Умер он в Ялте, где провел почти все последние годы. В 195758 годах случились четыре писательские смерти: Шварц, Луговской, Заболоцкий, Зощенко, чуть поздней, в 1960-м, умер Пастернак. Думаю, причина была общая – и вовсе не счастье свободы, которого они, все пятеро, не вынесли; скорей наоборот – их добило чувство, что оттепель сворачивается и все возвращается. До второй оттепели – объявленной в 1961 году, на XXII съезде, и открывшейся выносом Сталина из Мавзолея – многие не дожили. Человек умирает не тогда, когда его жизнь безысходна и на глазах деградирует до рабской, – а тогда, когда его на секунду поманят чистым воздухом и тут же захлопнут дверь. Несвобода, унижение, подлость – по первому разу еще переносимы, но по второму вызывают такое отчаяние, что хоть умри. И когда масштабнейшая по замыслам, ошеломительная по неожиданности оттепель рухнула – сначала об этом рассказала проработка и запрет «Литературной Москвы», потом – травля Пастернака, да тут еще и венгерские события 1956 года, – писатели стали умирать. Они не были готовы вторично терять творческую свободу. Они не хотели и не могли жить по-прежнему, а новая жизнь пресеклась. И те, кто это понял, – ушли одновременно. Заболоцкого, Луговского, Шварца убила не свобода, а то, что ее опять отобрали.

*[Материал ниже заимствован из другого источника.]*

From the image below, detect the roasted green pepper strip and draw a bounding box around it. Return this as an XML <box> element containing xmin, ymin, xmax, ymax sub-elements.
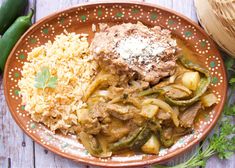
<box><xmin>110</xmin><ymin>127</ymin><xmax>143</xmax><ymax>151</ymax></box>
<box><xmin>131</xmin><ymin>125</ymin><xmax>152</xmax><ymax>150</ymax></box>
<box><xmin>79</xmin><ymin>132</ymin><xmax>102</xmax><ymax>156</ymax></box>
<box><xmin>110</xmin><ymin>125</ymin><xmax>151</xmax><ymax>151</ymax></box>
<box><xmin>0</xmin><ymin>0</ymin><xmax>28</xmax><ymax>34</ymax></box>
<box><xmin>0</xmin><ymin>9</ymin><xmax>34</xmax><ymax>71</ymax></box>
<box><xmin>79</xmin><ymin>132</ymin><xmax>112</xmax><ymax>158</ymax></box>
<box><xmin>165</xmin><ymin>56</ymin><xmax>211</xmax><ymax>106</ymax></box>
<box><xmin>179</xmin><ymin>56</ymin><xmax>210</xmax><ymax>77</ymax></box>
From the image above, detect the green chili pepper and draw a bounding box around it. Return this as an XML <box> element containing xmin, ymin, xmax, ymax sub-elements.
<box><xmin>179</xmin><ymin>56</ymin><xmax>210</xmax><ymax>77</ymax></box>
<box><xmin>79</xmin><ymin>132</ymin><xmax>103</xmax><ymax>157</ymax></box>
<box><xmin>131</xmin><ymin>125</ymin><xmax>152</xmax><ymax>150</ymax></box>
<box><xmin>165</xmin><ymin>56</ymin><xmax>211</xmax><ymax>106</ymax></box>
<box><xmin>0</xmin><ymin>9</ymin><xmax>34</xmax><ymax>72</ymax></box>
<box><xmin>79</xmin><ymin>132</ymin><xmax>112</xmax><ymax>158</ymax></box>
<box><xmin>110</xmin><ymin>127</ymin><xmax>143</xmax><ymax>151</ymax></box>
<box><xmin>110</xmin><ymin>125</ymin><xmax>151</xmax><ymax>151</ymax></box>
<box><xmin>0</xmin><ymin>0</ymin><xmax>28</xmax><ymax>34</ymax></box>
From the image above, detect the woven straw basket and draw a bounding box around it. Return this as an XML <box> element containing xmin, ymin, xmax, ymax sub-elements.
<box><xmin>194</xmin><ymin>0</ymin><xmax>235</xmax><ymax>57</ymax></box>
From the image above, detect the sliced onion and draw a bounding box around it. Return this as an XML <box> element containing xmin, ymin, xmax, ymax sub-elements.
<box><xmin>142</xmin><ymin>98</ymin><xmax>179</xmax><ymax>127</ymax></box>
<box><xmin>96</xmin><ymin>90</ymin><xmax>110</xmax><ymax>97</ymax></box>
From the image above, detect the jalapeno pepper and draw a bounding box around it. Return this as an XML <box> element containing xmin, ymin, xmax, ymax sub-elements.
<box><xmin>0</xmin><ymin>9</ymin><xmax>34</xmax><ymax>72</ymax></box>
<box><xmin>0</xmin><ymin>0</ymin><xmax>28</xmax><ymax>34</ymax></box>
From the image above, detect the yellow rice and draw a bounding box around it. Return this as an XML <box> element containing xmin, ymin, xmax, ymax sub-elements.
<box><xmin>18</xmin><ymin>32</ymin><xmax>98</xmax><ymax>133</ymax></box>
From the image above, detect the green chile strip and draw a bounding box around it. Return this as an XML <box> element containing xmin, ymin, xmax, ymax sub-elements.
<box><xmin>131</xmin><ymin>125</ymin><xmax>152</xmax><ymax>150</ymax></box>
<box><xmin>110</xmin><ymin>125</ymin><xmax>151</xmax><ymax>151</ymax></box>
<box><xmin>179</xmin><ymin>56</ymin><xmax>210</xmax><ymax>77</ymax></box>
<box><xmin>110</xmin><ymin>127</ymin><xmax>143</xmax><ymax>151</ymax></box>
<box><xmin>0</xmin><ymin>9</ymin><xmax>34</xmax><ymax>71</ymax></box>
<box><xmin>0</xmin><ymin>0</ymin><xmax>28</xmax><ymax>34</ymax></box>
<box><xmin>79</xmin><ymin>132</ymin><xmax>102</xmax><ymax>157</ymax></box>
<box><xmin>165</xmin><ymin>56</ymin><xmax>211</xmax><ymax>106</ymax></box>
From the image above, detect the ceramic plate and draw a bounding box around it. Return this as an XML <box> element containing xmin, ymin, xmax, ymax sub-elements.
<box><xmin>4</xmin><ymin>2</ymin><xmax>227</xmax><ymax>167</ymax></box>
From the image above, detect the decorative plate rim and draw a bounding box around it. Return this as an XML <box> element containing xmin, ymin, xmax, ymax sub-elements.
<box><xmin>3</xmin><ymin>1</ymin><xmax>227</xmax><ymax>167</ymax></box>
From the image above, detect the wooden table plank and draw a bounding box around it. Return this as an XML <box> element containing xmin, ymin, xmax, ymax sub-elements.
<box><xmin>172</xmin><ymin>0</ymin><xmax>197</xmax><ymax>22</ymax></box>
<box><xmin>0</xmin><ymin>1</ymin><xmax>36</xmax><ymax>167</ymax></box>
<box><xmin>145</xmin><ymin>0</ymin><xmax>173</xmax><ymax>9</ymax></box>
<box><xmin>34</xmin><ymin>144</ymin><xmax>85</xmax><ymax>168</ymax></box>
<box><xmin>0</xmin><ymin>75</ymin><xmax>34</xmax><ymax>168</ymax></box>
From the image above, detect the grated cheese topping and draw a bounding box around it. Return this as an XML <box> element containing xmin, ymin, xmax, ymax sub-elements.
<box><xmin>116</xmin><ymin>35</ymin><xmax>168</xmax><ymax>70</ymax></box>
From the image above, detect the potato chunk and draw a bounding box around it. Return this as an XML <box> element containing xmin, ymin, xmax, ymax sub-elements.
<box><xmin>141</xmin><ymin>135</ymin><xmax>160</xmax><ymax>154</ymax></box>
<box><xmin>201</xmin><ymin>93</ymin><xmax>217</xmax><ymax>107</ymax></box>
<box><xmin>182</xmin><ymin>71</ymin><xmax>200</xmax><ymax>91</ymax></box>
<box><xmin>140</xmin><ymin>104</ymin><xmax>159</xmax><ymax>118</ymax></box>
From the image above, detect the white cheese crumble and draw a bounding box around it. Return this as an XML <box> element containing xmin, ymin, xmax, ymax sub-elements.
<box><xmin>115</xmin><ymin>35</ymin><xmax>167</xmax><ymax>69</ymax></box>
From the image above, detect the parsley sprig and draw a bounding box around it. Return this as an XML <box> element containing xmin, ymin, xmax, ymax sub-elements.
<box><xmin>153</xmin><ymin>56</ymin><xmax>235</xmax><ymax>168</ymax></box>
<box><xmin>34</xmin><ymin>67</ymin><xmax>57</xmax><ymax>90</ymax></box>
<box><xmin>224</xmin><ymin>57</ymin><xmax>235</xmax><ymax>116</ymax></box>
<box><xmin>154</xmin><ymin>119</ymin><xmax>235</xmax><ymax>168</ymax></box>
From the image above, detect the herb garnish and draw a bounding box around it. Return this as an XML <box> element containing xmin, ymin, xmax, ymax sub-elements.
<box><xmin>34</xmin><ymin>67</ymin><xmax>57</xmax><ymax>89</ymax></box>
<box><xmin>153</xmin><ymin>119</ymin><xmax>235</xmax><ymax>168</ymax></box>
<box><xmin>153</xmin><ymin>56</ymin><xmax>235</xmax><ymax>168</ymax></box>
<box><xmin>123</xmin><ymin>93</ymin><xmax>128</xmax><ymax>99</ymax></box>
<box><xmin>224</xmin><ymin>57</ymin><xmax>235</xmax><ymax>116</ymax></box>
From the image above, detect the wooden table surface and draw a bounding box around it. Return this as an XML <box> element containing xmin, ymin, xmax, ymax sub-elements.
<box><xmin>0</xmin><ymin>0</ymin><xmax>234</xmax><ymax>168</ymax></box>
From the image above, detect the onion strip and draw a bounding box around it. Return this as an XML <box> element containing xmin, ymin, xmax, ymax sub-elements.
<box><xmin>142</xmin><ymin>98</ymin><xmax>179</xmax><ymax>127</ymax></box>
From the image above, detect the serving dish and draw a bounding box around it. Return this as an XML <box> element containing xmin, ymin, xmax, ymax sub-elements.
<box><xmin>3</xmin><ymin>1</ymin><xmax>227</xmax><ymax>167</ymax></box>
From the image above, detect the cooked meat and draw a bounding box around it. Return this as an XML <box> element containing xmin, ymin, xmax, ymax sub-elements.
<box><xmin>77</xmin><ymin>109</ymin><xmax>101</xmax><ymax>135</ymax></box>
<box><xmin>162</xmin><ymin>127</ymin><xmax>173</xmax><ymax>140</ymax></box>
<box><xmin>160</xmin><ymin>127</ymin><xmax>174</xmax><ymax>147</ymax></box>
<box><xmin>165</xmin><ymin>88</ymin><xmax>191</xmax><ymax>99</ymax></box>
<box><xmin>105</xmin><ymin>126</ymin><xmax>130</xmax><ymax>143</ymax></box>
<box><xmin>132</xmin><ymin>113</ymin><xmax>147</xmax><ymax>126</ymax></box>
<box><xmin>90</xmin><ymin>22</ymin><xmax>178</xmax><ymax>84</ymax></box>
<box><xmin>179</xmin><ymin>102</ymin><xmax>202</xmax><ymax>127</ymax></box>
<box><xmin>101</xmin><ymin>117</ymin><xmax>131</xmax><ymax>142</ymax></box>
<box><xmin>157</xmin><ymin>107</ymin><xmax>179</xmax><ymax>127</ymax></box>
<box><xmin>105</xmin><ymin>104</ymin><xmax>136</xmax><ymax>120</ymax></box>
<box><xmin>172</xmin><ymin>127</ymin><xmax>192</xmax><ymax>139</ymax></box>
<box><xmin>107</xmin><ymin>86</ymin><xmax>124</xmax><ymax>99</ymax></box>
<box><xmin>111</xmin><ymin>126</ymin><xmax>130</xmax><ymax>136</ymax></box>
<box><xmin>108</xmin><ymin>86</ymin><xmax>124</xmax><ymax>94</ymax></box>
<box><xmin>80</xmin><ymin>117</ymin><xmax>101</xmax><ymax>135</ymax></box>
<box><xmin>91</xmin><ymin>103</ymin><xmax>110</xmax><ymax>122</ymax></box>
<box><xmin>139</xmin><ymin>81</ymin><xmax>149</xmax><ymax>89</ymax></box>
<box><xmin>127</xmin><ymin>80</ymin><xmax>150</xmax><ymax>93</ymax></box>
<box><xmin>156</xmin><ymin>109</ymin><xmax>171</xmax><ymax>120</ymax></box>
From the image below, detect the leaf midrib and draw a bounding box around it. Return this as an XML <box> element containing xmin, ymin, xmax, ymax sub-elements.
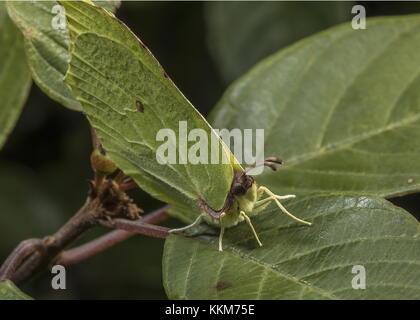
<box><xmin>286</xmin><ymin>112</ymin><xmax>420</xmax><ymax>169</ymax></box>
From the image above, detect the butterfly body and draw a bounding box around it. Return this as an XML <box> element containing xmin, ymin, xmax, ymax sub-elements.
<box><xmin>170</xmin><ymin>160</ymin><xmax>313</xmax><ymax>251</ymax></box>
<box><xmin>201</xmin><ymin>172</ymin><xmax>258</xmax><ymax>228</ymax></box>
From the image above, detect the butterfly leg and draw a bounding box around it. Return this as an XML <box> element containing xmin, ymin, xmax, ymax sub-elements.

Как и своим падением в сороковые, так и смертью на излете первой оттепели Луговской сказал больше, чем стихами.
Но остались и стихи – не только «Курсантская венгерка», которую так старательно навязывали, и не только ранние среднеазиатские баллады с их явно ощутимым ритмом и дыханием огромного пустынного пространства, но и несколько бесспорных лирических шедевров, предвосхищающих лирику шестидесятых и даже восьмидесятых. А тогда, в тридцатые, так не писали. «Декабрьские ветра, / не плачьте, не пророчьте. / Я слышал целый день / холодный тонкий свист. / Я снова нес письмо, / и снова в двери почты, / Как маленький зверек, / вошел засохший лист. // Несут остатки пальм / из городского сада, / Идет прибой волны – / тяжелый, плотный гром… / Летучий листопад, / осенняя прохла да, / Окурки папирос / на гравии сыром. <…> // Когда я в первый раз / почувствовал тревогу, / Вниз по гудрону тек / черно-лиловый зной, / Резная тень листвы / ложилась на дорогу, / Шумящий добрый клен / склонялся надо мной. // Теперь пришла зима, / и нет ему спасенья: / Бездомных сыновей / доверил он судьбе. / И этот желтый лист, / последний лист осенний, / Я положу в письмо / и отошлю тебе». («Кленовый лист»)
Так он и поступил, собственно, и это письмо дошло.